Advertisement

Ad firm Interpublic Group completing its turnaround

Share

Question: I’ve been studying companies that I might invest in. Can the stock of the Interpublic Group of Cos. continue to do well?

Answer: While the economy inevitably plays a role in this advertising and marketing company’s profits, the need to project a positive image remains important worldwide.

This global company controls communication agencies in more than 100 countries. That includes some of the field’s best, such as McCann Worldgroup, Draft FCB Group, Lowe Worldwide, Golin Harris, Magna Global and Deutsch.

Advertisement

After overly aggressive acquisitions in the 1990s, with the serious accounting problems and weak revenue growth that followed, Interpublic Group restructured and appears to be completing its turnaround.

Shares of Interpublic Group (IPG) are up about 35% since Jan. 1, following last year’s 86% gain. It posted a fivefold increase in second-quarter profits to $105.3 million, thanks to strong results from emerging international markets and a broad range of industry sectors.

Nonetheless, Interpublic must cope with pricing pressure on its fees, high expectations of major clients, ever-evolving technological changes throughout the communication industry and the fact that it has lagged behind its peers in profitability.

The consensus analyst opinion on the stock of Interpublic is “buy,” according to Thomson Reuters, consisting of four “strong buys,” nine “buys” and three “holds.” The firm is in good financial health and benefits from offering a wide array of services.

International growth is expected to become a major driver of profit, since mature markets such as the U.S. and Europe are fairly saturated. Most recently, Interpublic’s media buying arm has been in talks to buy or form a partnership in China with online advertising firms for digital ad-buying units there. China’s Internet population now ranks as the largest in the world.

Michael Roth, the former chief executive of MONY who has been Interpublic’s top executive since 2004, has put special emphasis on improving the productivity of its business units. Growth is expected to be conservatively generated internally, rather than through rapid acquisitions as in the past.

Advertisement

Interpublic’s earnings are expected to increase 121% in 2010 and 33% next year. The five-year annualized return is projected to be 17%.

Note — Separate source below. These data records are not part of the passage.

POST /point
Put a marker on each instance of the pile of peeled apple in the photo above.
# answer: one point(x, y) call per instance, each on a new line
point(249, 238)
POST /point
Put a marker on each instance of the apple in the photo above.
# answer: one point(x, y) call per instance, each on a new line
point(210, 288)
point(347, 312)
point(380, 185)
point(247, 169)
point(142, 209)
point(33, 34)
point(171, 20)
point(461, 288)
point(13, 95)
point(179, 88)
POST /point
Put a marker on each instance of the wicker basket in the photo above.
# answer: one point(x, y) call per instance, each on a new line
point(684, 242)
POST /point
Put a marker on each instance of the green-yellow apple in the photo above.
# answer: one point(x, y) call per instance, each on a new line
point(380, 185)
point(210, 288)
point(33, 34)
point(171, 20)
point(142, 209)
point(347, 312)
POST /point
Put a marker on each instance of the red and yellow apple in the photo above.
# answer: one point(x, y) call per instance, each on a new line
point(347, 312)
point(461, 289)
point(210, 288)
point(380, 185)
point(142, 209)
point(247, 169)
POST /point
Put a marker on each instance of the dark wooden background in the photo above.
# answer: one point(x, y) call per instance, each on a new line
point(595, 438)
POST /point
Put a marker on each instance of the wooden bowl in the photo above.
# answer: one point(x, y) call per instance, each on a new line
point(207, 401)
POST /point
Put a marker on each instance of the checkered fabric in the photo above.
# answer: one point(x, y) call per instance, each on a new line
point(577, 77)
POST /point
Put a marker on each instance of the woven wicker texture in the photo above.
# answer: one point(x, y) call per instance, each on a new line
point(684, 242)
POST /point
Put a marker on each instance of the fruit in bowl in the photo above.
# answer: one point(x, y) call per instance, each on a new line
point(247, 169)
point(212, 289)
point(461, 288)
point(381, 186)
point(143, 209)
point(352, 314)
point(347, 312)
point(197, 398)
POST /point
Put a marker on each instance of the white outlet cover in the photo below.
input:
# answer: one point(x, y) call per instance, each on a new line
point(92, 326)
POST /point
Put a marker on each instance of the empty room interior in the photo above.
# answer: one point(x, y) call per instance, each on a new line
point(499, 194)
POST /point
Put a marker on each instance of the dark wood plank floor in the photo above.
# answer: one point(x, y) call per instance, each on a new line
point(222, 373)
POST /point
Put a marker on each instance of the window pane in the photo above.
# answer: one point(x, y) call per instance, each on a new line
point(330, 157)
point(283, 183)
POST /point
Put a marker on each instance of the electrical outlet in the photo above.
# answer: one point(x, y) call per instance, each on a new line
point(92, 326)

Question: My American Funds Fundamental Investors shares were bought years ago because the fund seemed large and conservative. What’s your opinion of it now?

Answer: Large it is, with $42 billion in assets run by five experienced portfolio managers who focus on big companies.

American Funds Fundamental Investors “A” (ANCFX) is up about 10% over the last 12 months and had a three-year annualized decline of 6%. Both results rank in the upper one-third of large growth and value funds.

Extremely large funds are sometimes worrisome because their size makes it difficult to make portfolio moves nimbly. Yet American Funds has a good track record of effectively running mammoth funds and never closing funds to new investors simply because assets have grown significantly.

“This is a core holding with very well-known companies that the managers consider reasonably priced,” said John Coumarianos, senior mutual fund analyst with Morningstar Inc. in Chicago, who notes that its 18% holding in foreign stocks means it may be unable to fully join in when the domestic market is booming. “While the stocks in its portfolio don’t have any ‘screaming’ problems to deal with, they won’t be ‘screaming’ growers in price, either.”

Advertisement

The five fund managers are evaluated and compensated based on rolling four-year periods rather than short-term results. Two managers have at least $1 million of their own money in the fund, and the remaining three have more than $1 million in the various American funds they oversee. This personal financial commitment increases the likelihood they have shareholder interests in mind.

The managers seek undervalued or overlooked firms with solid long-term growth potential. Turnover is usually low and they pick up depressed growth stocks from time to time.

American Funds Fundamental Investors owns stock in nearly 200 companies. Industrial materials is its largest concentration at 16% of assets, with other groupings in healthcare, energy and financial services. Top holdings recently were Merck, Suncor Energy, Oracle, McDonald’s, Microsoft, JPMorgan Chase, Apple, Home Depot, Verizon Wireless and Medtronic.

This 5.75% “load” (sales charge) fund requires a reasonable annual expense ratio of 0.69%.